I put my arm around Anna protectively. “Let’s just get her out of here.”

“No,” says Anna, and when she speaks, the Obeahman roars, a high, mechanical screech that rings out from everywhere, like he’s directly above, or beneath us.

Jestine cringes and pulls out a short knife and what looks like a chisel. Both have chips and dents out of them. I guess they’re what she used to get the metal out of the rock.

“What’s that then?” she asks, makeshift weapons at the ready.

“The Obeahman,” I explain. “The ghost that Anna dragged down here last fall.”

“No ghost,” Anna says loudly. “He’s not a ghost anymore. Not here. Here he’s a monster. A nightmare. And he won’t let go of me.”
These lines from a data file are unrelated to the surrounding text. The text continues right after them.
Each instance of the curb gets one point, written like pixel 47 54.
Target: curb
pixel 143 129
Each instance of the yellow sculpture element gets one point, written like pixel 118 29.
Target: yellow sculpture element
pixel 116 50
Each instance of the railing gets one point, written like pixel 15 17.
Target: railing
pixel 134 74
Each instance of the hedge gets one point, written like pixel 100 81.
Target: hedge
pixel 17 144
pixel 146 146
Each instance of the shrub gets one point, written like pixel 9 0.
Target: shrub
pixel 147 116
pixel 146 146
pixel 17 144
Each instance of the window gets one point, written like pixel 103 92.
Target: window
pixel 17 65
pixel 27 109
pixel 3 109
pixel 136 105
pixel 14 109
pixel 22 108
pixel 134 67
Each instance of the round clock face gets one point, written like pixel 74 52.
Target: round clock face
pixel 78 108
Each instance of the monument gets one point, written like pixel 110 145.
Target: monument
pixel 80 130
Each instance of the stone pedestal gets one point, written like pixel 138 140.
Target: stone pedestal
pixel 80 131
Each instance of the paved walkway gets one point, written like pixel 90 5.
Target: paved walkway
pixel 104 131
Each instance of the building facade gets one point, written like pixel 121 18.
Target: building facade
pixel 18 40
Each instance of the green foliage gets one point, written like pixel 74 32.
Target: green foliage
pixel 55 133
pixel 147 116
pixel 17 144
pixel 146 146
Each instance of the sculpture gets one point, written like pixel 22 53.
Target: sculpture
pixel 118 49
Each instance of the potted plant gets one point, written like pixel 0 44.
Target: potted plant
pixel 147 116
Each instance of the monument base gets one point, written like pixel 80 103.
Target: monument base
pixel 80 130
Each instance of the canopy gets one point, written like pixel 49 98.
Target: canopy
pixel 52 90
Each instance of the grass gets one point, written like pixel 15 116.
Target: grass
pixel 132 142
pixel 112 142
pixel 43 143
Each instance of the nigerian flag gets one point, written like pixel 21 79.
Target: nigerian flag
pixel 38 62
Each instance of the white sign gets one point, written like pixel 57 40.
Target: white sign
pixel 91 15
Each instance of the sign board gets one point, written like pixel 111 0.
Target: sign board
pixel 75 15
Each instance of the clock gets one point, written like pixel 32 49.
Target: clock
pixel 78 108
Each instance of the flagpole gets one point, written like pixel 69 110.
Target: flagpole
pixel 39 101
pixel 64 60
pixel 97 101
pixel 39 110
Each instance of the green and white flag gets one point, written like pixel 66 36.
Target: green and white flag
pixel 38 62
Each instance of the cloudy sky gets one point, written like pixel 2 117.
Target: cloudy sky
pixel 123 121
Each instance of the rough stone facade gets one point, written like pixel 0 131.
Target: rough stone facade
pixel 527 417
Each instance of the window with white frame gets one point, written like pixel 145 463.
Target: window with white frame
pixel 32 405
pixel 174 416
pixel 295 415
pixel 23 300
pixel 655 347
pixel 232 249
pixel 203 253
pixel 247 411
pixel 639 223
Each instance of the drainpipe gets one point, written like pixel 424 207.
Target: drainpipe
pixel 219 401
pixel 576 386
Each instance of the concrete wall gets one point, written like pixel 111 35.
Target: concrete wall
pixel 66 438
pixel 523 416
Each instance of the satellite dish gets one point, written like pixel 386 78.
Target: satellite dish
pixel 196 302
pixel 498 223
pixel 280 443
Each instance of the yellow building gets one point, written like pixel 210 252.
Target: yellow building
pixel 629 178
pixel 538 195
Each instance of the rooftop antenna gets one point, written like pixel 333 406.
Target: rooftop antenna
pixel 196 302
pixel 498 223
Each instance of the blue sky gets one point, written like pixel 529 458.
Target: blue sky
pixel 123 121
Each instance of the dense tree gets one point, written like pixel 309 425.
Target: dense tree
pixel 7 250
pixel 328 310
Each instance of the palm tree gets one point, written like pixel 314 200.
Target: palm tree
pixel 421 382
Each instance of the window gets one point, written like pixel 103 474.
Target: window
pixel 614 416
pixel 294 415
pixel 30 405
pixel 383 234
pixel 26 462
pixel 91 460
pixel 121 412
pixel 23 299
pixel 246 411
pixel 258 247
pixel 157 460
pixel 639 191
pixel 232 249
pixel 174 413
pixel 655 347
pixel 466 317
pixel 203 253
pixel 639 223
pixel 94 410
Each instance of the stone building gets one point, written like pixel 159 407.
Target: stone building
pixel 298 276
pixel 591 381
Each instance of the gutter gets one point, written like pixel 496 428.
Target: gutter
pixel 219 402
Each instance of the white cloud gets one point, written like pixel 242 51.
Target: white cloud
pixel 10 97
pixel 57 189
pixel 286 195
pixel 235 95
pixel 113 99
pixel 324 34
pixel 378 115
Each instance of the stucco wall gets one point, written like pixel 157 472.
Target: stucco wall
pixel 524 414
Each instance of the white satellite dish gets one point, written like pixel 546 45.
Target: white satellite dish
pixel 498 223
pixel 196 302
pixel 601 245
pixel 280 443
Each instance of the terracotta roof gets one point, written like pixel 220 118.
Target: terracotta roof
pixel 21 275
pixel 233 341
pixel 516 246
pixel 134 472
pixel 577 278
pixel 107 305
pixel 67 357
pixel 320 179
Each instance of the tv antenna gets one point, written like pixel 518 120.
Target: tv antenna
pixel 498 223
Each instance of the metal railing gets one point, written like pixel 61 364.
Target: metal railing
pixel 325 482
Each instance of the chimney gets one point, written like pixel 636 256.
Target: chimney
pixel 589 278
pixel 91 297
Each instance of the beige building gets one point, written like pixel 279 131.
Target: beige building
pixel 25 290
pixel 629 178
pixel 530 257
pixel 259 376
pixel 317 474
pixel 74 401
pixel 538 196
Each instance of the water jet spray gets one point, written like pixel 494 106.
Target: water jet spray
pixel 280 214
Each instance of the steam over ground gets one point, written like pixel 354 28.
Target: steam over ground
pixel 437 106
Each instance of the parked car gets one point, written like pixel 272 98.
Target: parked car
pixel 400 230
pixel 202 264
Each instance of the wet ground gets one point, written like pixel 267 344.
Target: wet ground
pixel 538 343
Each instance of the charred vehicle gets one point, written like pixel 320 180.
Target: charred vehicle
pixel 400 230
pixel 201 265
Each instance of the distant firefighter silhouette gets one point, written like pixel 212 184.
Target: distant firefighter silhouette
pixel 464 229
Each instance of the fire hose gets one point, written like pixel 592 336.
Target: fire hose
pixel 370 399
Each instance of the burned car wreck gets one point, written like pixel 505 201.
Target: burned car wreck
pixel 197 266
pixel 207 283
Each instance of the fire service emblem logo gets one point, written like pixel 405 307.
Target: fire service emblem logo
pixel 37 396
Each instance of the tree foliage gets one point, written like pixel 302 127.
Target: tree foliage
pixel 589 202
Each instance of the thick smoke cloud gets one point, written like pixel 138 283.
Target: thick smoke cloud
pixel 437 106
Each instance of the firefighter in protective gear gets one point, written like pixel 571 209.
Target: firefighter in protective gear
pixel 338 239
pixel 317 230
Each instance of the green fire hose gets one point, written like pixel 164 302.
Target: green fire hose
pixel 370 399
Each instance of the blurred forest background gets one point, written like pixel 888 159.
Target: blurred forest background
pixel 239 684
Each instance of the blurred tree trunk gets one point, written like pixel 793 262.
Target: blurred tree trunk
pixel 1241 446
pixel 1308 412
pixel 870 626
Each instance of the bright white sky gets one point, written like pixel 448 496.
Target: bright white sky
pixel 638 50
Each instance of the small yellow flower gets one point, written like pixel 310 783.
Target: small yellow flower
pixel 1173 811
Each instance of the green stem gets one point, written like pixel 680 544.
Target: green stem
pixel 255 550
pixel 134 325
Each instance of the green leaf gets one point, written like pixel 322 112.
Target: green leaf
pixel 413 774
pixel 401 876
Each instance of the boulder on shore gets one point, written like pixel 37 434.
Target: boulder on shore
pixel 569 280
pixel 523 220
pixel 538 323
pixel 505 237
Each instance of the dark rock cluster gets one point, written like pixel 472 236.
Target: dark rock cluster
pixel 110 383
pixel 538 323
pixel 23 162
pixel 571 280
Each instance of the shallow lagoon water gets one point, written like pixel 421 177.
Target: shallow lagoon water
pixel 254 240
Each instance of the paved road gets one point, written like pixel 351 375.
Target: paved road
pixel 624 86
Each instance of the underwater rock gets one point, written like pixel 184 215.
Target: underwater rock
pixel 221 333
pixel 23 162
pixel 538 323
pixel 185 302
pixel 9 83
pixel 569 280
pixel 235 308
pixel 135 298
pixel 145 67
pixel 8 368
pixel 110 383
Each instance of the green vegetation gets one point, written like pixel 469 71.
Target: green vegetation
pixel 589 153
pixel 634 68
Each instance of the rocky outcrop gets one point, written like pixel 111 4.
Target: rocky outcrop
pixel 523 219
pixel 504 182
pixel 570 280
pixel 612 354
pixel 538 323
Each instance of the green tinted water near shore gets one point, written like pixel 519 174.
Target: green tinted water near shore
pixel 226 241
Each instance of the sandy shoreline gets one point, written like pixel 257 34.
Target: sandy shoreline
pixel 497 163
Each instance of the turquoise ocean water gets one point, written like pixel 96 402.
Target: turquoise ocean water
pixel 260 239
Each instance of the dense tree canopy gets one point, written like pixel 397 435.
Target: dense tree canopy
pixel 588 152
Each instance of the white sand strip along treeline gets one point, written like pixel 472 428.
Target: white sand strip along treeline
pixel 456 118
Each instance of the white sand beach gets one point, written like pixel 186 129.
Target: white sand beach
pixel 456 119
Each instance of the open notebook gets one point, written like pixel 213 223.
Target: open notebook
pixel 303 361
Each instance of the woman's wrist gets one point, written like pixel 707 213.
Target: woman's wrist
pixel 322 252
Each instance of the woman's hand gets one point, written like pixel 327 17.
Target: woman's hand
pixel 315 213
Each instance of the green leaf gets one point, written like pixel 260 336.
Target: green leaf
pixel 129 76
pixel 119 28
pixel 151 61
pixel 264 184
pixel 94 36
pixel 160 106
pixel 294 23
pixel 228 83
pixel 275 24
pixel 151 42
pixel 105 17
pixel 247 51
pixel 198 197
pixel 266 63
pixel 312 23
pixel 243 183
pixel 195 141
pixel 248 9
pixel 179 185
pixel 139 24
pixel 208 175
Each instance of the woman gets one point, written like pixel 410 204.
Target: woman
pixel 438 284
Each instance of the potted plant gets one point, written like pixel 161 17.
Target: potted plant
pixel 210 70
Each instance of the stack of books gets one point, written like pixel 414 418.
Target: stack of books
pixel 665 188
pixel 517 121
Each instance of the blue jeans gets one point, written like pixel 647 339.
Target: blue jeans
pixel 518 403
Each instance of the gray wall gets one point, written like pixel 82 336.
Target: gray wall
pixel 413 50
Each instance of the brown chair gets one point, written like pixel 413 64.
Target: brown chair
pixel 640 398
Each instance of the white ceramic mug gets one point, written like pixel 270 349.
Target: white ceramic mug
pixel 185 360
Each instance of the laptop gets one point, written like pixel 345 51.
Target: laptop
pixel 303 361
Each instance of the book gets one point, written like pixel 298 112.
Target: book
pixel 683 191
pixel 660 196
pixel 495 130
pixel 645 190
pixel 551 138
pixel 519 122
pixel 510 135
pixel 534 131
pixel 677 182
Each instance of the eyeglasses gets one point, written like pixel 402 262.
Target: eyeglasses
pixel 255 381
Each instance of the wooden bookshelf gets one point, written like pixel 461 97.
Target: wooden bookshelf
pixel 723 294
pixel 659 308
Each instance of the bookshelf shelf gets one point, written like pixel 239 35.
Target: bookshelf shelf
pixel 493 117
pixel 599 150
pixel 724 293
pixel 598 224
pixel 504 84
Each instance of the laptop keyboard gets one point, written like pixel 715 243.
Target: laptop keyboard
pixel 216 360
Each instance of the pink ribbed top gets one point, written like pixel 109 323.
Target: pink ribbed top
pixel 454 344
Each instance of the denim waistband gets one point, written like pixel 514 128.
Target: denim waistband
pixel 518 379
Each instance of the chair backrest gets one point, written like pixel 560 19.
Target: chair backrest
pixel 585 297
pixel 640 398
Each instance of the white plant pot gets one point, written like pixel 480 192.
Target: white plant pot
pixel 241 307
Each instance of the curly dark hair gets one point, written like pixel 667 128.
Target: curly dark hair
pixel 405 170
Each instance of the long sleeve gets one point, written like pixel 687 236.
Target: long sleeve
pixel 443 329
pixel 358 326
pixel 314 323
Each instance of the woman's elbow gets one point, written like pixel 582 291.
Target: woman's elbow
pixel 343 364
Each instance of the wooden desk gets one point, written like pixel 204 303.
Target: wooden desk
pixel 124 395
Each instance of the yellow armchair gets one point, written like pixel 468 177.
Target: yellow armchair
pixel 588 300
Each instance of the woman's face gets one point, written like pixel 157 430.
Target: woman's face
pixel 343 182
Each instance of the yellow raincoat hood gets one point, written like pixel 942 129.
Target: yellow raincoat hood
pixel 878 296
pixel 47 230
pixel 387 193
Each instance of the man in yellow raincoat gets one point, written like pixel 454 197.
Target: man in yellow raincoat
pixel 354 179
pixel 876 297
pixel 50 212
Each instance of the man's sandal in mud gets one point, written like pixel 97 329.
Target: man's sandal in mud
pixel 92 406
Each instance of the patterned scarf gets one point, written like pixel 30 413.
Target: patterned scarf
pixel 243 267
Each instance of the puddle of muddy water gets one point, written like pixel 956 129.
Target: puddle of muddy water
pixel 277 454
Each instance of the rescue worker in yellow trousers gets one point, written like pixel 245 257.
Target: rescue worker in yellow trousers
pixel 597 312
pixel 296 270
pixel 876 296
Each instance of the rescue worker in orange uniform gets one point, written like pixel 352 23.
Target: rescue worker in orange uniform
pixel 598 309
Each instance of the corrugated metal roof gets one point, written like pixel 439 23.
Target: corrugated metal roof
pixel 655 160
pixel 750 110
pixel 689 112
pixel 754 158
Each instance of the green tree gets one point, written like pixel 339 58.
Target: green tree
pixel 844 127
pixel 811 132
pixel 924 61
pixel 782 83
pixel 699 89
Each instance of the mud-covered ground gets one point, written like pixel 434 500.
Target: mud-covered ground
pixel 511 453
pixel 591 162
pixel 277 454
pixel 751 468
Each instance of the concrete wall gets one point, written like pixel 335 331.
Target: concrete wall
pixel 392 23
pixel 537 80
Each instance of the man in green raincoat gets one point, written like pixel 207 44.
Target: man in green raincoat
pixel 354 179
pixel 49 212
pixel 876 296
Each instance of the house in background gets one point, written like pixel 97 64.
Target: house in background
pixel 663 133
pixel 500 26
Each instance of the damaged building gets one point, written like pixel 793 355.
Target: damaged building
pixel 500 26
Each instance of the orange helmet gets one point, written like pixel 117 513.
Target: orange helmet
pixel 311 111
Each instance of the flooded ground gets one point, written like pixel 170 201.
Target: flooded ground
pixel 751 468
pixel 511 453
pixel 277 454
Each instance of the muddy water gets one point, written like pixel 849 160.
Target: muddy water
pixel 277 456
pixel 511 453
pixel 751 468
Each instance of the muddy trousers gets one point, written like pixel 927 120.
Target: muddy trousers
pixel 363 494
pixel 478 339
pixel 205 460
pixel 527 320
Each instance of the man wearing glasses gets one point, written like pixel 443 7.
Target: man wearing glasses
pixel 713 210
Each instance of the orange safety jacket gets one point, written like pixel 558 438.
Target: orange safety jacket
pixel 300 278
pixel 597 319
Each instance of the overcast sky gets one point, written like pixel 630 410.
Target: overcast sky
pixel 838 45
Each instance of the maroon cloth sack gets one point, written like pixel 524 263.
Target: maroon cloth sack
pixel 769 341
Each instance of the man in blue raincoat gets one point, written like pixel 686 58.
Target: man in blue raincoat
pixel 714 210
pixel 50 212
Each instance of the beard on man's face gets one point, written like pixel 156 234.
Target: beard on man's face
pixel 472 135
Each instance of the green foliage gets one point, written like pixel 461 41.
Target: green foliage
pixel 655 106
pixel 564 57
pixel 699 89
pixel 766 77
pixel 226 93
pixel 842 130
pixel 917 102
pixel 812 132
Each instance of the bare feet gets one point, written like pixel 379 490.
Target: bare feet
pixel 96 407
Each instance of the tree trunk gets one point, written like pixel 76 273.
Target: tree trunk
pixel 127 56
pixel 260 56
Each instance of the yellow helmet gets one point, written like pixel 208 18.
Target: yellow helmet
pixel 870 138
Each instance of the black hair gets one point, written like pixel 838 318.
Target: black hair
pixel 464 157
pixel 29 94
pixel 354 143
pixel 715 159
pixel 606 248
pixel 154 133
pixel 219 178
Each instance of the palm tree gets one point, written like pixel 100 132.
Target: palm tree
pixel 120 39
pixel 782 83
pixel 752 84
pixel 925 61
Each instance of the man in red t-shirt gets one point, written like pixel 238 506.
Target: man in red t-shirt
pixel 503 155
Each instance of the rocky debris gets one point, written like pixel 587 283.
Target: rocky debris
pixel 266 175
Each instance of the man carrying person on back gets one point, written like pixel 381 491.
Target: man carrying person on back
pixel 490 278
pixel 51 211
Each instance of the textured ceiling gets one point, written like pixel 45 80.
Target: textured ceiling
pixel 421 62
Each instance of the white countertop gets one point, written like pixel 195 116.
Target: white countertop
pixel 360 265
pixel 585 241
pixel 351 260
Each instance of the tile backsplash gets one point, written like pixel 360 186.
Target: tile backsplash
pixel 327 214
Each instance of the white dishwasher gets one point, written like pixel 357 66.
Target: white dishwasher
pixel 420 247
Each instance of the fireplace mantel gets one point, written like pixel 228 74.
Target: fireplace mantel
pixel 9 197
“You keep saying that,” I say.

“Where he goes, I go.” She closes her eyes, frustrated. “I can’t explain it. It’s like I’m one of them now. One of his. Twenty-five murderous dead. Four moaning innocents. We wear him like chains.” Brittle, pale fingers slide down her arms and wipe at the fabric of her skirt. It’s a traumatized, cleansing gesture. But when she sees Jestine watching, her hands return to her side.

“He’s tied to her,” Jestine says. “If we pull her through, he comes along for the ride.” She sighs. “So what do we do? You’re not going to be in much shape to send him back when we get home. I suppose the Order could hold him, maybe bind him or banish him for a while.”

“No,” Anna insists. “He’s past that.”

My ears have mostly shut off as they go back and forth. Twenty-five murderous dead. They’re all here, locked inside him. Every one that I killed. The greasy-haired hitchhiker. Even Peter Carver. That’s why I saw him in the rock, and why Emily Danagger chased me through the cliffs. None of them went where they were supposed to. He was lying in wait like a shark, mouth open, waiting to swallow them whole.

“Anna,” I hear myself say. “Four moaning innocents. What do you mean by that? Who are they?”

Her eyes move to mine. There’s regret in them. She hadn’t meant to say it. But she did.

“Two boys you know,” she says slowly. “One man you don’t.” Her eyes lower. Will and Chase. The jogger in the park.

“That’s three. Who’s the fourth?” I ask even though I know. I need to hear it. She looks back up and takes a deep breath.

“You look so much like him,” she says.

My fists clench, and when I yell it’s at the top of my lungs, so the sound will carry far enough in this fucking place for that bastard to hear.